As Brady mentions, although the wars of colonial America and the American Revolution housed conflict within North America, the Civil War was the first prolonged and large-scale series of battles to occur on American soil. This compounded with the technology that made the Civil War the first “modern” war in American history places this monograph at the beginning of an age where we see a shift in the way Americans interact within the environment – particularly as industrialization spread rampantly across the United States (4). Additionally by discussing environmental history in conjunction with military history, Brady is able to write a narrative that emphasizes the idea of nature and man as independent, but inherently linked agents. I think this is brought up effectively in Emily’s post where she juxtaposes Brady’s discussion of nature’s “power to shape human decisions” and how Union generals used their own northern ideas about improving, civilizing, and conquering nature in establishing a battle strategy against the Confederacy (emkrall).

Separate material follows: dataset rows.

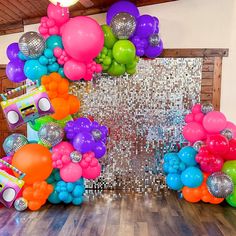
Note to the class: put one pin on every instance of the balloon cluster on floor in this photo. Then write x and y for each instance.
(205, 170)
(52, 169)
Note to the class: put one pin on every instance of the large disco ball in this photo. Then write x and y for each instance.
(32, 44)
(220, 185)
(123, 25)
(51, 134)
(14, 142)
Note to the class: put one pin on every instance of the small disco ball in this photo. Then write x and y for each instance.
(32, 44)
(207, 107)
(220, 185)
(227, 133)
(51, 134)
(21, 204)
(14, 142)
(76, 157)
(154, 40)
(123, 25)
(197, 145)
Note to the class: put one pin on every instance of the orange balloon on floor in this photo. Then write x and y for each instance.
(35, 161)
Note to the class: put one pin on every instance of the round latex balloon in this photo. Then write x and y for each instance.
(35, 161)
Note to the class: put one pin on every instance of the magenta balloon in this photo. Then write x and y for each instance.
(83, 38)
(122, 6)
(146, 26)
(12, 51)
(15, 71)
(194, 132)
(214, 122)
(153, 52)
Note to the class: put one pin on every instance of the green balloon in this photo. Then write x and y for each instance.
(116, 69)
(231, 199)
(124, 52)
(229, 168)
(109, 37)
(54, 41)
(38, 123)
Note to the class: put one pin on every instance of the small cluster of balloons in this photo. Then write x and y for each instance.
(54, 168)
(206, 170)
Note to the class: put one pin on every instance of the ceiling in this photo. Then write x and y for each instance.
(14, 14)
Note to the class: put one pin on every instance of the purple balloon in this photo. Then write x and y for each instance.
(153, 52)
(122, 6)
(83, 142)
(146, 26)
(15, 71)
(99, 149)
(12, 51)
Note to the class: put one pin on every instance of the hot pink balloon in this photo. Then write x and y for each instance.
(71, 172)
(59, 14)
(74, 70)
(83, 38)
(194, 132)
(214, 122)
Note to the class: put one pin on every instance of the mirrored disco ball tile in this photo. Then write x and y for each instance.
(145, 113)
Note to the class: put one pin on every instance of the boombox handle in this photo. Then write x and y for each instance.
(22, 175)
(4, 95)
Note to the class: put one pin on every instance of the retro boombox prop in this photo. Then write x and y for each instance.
(10, 186)
(26, 107)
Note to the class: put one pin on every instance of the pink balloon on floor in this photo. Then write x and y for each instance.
(83, 38)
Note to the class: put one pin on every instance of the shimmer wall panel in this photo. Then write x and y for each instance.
(145, 114)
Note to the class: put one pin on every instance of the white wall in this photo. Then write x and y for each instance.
(188, 24)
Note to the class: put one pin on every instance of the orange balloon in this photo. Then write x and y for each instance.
(61, 108)
(35, 161)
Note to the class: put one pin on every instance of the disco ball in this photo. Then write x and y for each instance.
(14, 142)
(154, 40)
(220, 185)
(123, 25)
(32, 44)
(51, 134)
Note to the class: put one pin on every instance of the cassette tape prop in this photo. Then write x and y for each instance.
(10, 186)
(27, 107)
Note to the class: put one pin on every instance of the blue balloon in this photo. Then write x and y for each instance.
(174, 181)
(192, 177)
(34, 70)
(188, 155)
(54, 41)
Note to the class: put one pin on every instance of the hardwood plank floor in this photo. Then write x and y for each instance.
(122, 214)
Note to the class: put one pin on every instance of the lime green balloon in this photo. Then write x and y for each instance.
(38, 123)
(231, 199)
(124, 52)
(229, 168)
(116, 69)
(109, 37)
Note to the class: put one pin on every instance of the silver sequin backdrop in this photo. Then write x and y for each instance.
(145, 114)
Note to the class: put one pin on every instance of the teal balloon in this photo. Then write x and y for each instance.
(43, 60)
(188, 155)
(34, 70)
(192, 177)
(174, 182)
(54, 41)
(53, 67)
(48, 53)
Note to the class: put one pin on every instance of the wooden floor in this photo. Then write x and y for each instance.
(123, 215)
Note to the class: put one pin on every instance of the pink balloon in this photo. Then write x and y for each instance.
(59, 14)
(83, 38)
(232, 127)
(214, 122)
(71, 172)
(189, 118)
(74, 70)
(196, 108)
(194, 132)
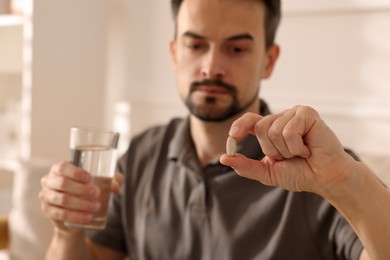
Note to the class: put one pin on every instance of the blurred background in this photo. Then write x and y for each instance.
(105, 63)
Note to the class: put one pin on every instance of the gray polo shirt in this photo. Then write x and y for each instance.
(172, 208)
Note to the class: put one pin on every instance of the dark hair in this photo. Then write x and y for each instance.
(272, 17)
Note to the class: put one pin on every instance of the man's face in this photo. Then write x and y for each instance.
(219, 56)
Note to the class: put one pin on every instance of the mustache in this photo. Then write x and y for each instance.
(213, 82)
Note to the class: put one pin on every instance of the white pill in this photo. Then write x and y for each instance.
(231, 146)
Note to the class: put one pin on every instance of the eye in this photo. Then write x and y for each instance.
(195, 46)
(236, 49)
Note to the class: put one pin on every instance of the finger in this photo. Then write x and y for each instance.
(261, 130)
(248, 168)
(244, 125)
(294, 134)
(67, 201)
(60, 183)
(271, 132)
(117, 182)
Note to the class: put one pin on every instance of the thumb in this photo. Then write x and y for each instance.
(117, 182)
(248, 168)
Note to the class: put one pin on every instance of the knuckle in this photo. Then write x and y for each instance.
(61, 199)
(61, 166)
(61, 214)
(274, 134)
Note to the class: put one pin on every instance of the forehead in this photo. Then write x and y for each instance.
(218, 19)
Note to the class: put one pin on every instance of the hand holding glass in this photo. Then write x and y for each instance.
(95, 151)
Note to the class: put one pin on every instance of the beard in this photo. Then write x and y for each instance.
(208, 110)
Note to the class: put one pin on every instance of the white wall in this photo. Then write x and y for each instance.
(68, 72)
(338, 62)
(334, 57)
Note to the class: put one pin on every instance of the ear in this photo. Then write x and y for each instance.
(172, 51)
(272, 55)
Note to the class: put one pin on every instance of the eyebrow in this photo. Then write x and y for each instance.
(238, 37)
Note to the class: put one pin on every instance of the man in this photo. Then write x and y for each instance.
(177, 201)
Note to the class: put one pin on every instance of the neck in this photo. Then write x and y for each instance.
(210, 137)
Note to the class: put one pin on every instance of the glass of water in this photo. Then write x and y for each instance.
(94, 150)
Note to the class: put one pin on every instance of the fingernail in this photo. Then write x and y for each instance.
(235, 129)
(93, 191)
(85, 177)
(94, 206)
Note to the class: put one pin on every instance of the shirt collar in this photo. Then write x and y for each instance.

Another piece of War Upon the Land that I appreciated was Brady’s use of the concept of “agroecosystems” or “domesticated ecosystems” (9). I think the most effective deployment of these agroecosystems was the ability to use them to highlight the differences between northern and southern farmers leading up to the Civil War. While southern lifestyle was dominated by plantation farms, most northern yeoman looked at their much smaller farmland with industrialist perspectives because the environment did not direct the culture of the North (18). I also think you see the clash between these two divergent environmental cultures in examples like the Union’s efforts to redirect the Mississippi River in the early years of the Civil War. Before finally being able to “embrace the hybrid nature of the river’s landscape,” General Grant’s Union soldiers unsuccessfully tried to turn the river twice, and as a result they suffered at the hands of diseases that plagued the mosquito-ridden region (48). It was not until northerners sought to understand the southern agroecosystem and “ally” with “their erstwhile nemesis, water” that the Union was able to use the southern environment for their own directives (41). Through this work, I think Brady was successful at establishing a framework for future historians to assess the ongoing cause and effect relationship between war and the environment as well as developing an effective frame in which to view nature as an actor in American history.